I've found a number of blog posts about the pros and cons of Simonyi's Hungarian Notation, most notably, this blog post commenting on the extreme polarity of the reprinted MSDN article rating:


This is a companion discussion topic for the original blog entry at: http://www.codinghorror.com/blog/2004/06/hungarian-wars.html

Well, this may strike some as excessive typing, but I just add some descriptive text to the end:

MainForm
SettingsForm
AddressNotFoundException

etc…

I do tend to be a tad anal about self-documenting code, though I don’t go overboard (IMO).

Also, I use the prepended-underscore notation to denote private variables, a habit I picked up in the beautiful Python language.

I’m definitely open to suggestion w/r/t naming of general objects. objEverything is out of the question.

Ditto on the underscore, it’s an incredibly effective and very simple convention. The best kind!

The other thing nobody does any more: declare constants in UPPERCASE. Remember that?
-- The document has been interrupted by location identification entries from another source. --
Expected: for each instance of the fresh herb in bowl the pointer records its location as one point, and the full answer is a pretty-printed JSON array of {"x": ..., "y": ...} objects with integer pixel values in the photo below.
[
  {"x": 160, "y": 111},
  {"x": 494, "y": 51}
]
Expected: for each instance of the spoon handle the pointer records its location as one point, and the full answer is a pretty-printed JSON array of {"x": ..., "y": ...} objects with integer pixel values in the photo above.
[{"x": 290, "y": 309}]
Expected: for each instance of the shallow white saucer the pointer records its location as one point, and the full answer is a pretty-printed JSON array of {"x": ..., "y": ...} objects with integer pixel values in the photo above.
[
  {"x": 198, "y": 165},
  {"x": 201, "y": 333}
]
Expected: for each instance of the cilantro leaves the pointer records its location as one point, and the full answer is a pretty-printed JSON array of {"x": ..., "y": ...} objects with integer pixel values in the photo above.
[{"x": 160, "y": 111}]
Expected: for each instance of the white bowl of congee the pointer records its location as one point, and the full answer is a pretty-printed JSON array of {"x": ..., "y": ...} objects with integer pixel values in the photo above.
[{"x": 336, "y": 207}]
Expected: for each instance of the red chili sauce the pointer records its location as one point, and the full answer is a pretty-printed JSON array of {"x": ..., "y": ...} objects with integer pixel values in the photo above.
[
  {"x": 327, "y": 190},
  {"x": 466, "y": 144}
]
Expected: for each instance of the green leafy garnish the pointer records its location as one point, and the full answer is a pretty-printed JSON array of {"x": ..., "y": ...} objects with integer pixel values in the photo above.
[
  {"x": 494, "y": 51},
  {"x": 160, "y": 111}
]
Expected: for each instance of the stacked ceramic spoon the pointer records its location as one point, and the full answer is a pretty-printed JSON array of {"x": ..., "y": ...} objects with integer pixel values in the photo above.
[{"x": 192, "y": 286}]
I have an alternate approach to the one that you showed. I agree wholeheartedly that dsCustomers is overkill. You chose to emphasize the type, but for everything other than the most trivial code (and I would suggest that even trivial code such as the example tends to become less trivial over time), I would go the other way 'round. Don’t trim to “ds”, trim to “customers”. Yes, the type becomes hidden if you use Notepad and scroll, but its generally more obvious what the type is by context than it is what the data is. At least, that’s my experience.

In the truly trivial case I would agree - a tight loop on an Iterator (yeah, I’m a Java guy) would use the name “iter” for the iterator - but once you get into nested loops or anything else, having them be “customers” and “addresses” is much nicer than “iter” and “iter2” or, more aggrevatingly, some bizarre hybrid like “iter” and “addr” added by someone trying to change as few lines of code as possible (more applicable to large shops).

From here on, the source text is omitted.